Show Abstract | Download Original | Original Source | Check in Google Scholar | DOI: 10.33387/jpgm.v2i2.4628

Abstract

Penelitian ini bertujuan untuk mendeskripsikan kemampuan koneksi matematis siswa kelas XI IPA 1 SMA Negeri 10 Kota Ternate dalam menyelesaikan soal cerita terkait dengan materi matriks. Pengumpulan data kemampuan koneksi matematis siswa menggunakan teknik observasi, tes, wawancara, dan dokumentasi. Instrumen tes yang digunakan adalah 3 butir soal tentang kemampuan koneksi matematis yang telah divalidasi. Data kemampuan koneksi matematis siswa yang dikumpulkan dianalisis secara kualitatif dengan cara mereduksi data, penyajian data, triangulasi, dan penarikan kesimpulan. Subjek penelitian ini adalah siswa kelas XI IPA 1 SMA Negeri 10 Kota Ternate sebanyak 23 siswa, kemudian dipilih 4 siswa sebagai perwakilan subjek penelitian berdasarkan kategori kemampuan koneksi matematis (Sangat tinggi, tinggi, sedang, dan rendah) untuk dilakukan wawancara sebagai bentuk triangulasi. Hasil penelitian menunjukkan bahwa kemampuan koneksi matematis siswa kelas XI IPA 1 SMA Negeri 10 Kota Ternate dalam mempelajari materi matriks dengan rata-rata sebesar 86,22 dalam kategori sangat tinggi.
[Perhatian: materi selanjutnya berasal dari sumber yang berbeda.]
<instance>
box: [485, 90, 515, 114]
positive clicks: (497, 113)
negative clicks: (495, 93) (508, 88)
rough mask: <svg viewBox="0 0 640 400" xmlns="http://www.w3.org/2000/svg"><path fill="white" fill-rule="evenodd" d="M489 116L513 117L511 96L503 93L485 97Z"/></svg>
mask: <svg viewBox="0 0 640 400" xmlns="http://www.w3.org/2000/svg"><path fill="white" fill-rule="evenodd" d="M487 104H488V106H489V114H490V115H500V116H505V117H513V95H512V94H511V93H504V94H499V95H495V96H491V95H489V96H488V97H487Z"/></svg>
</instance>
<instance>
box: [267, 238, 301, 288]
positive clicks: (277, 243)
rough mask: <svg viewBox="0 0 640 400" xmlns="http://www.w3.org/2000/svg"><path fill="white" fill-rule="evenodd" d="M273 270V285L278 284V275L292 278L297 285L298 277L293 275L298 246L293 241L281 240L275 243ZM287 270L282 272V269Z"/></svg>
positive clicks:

Kualifikasi kemampuan koneksi matematis dalam kategori sangat tinggi dicapai 3 siswa (13,04) yang mampu koneksi antar topik matematika, koneksi antar topik matematika dengan pelajaran lain, dan koneksi antar topik matematika dengan kehidupan sehari-hari, sehubungan dengan penyelesaian masalah pada materi matriks. Selanjutnya 10 siswa (43,48) dalam kategori tinggi beberapa diantaranya mampu koneksi antar topik matematika, koneksi antar topik matematika dengan pelajaran lain, koneksi antar topik matematika dengan kehidupan sehari-hari, dengan benar akan tetapi kurang lengkap, terhadap penyelesaian masalah pada materi matriks. Sebanyak 3 siswa (13,04) dalam kategori sedang beberapa diantaranya mampu koneksi antar topik matematika, dan koneksi antar topik matematika dengan pelajaran lain, namun kurang lengkap terhadap penyelesaian masalah pada materi matriks.Terdapat 7 siswa (30,44) dengan kategori rendah yang mampu koneksi antar topik matematika, namun kurang lengkap terhadap penyelesaian masalah pada materi matriks.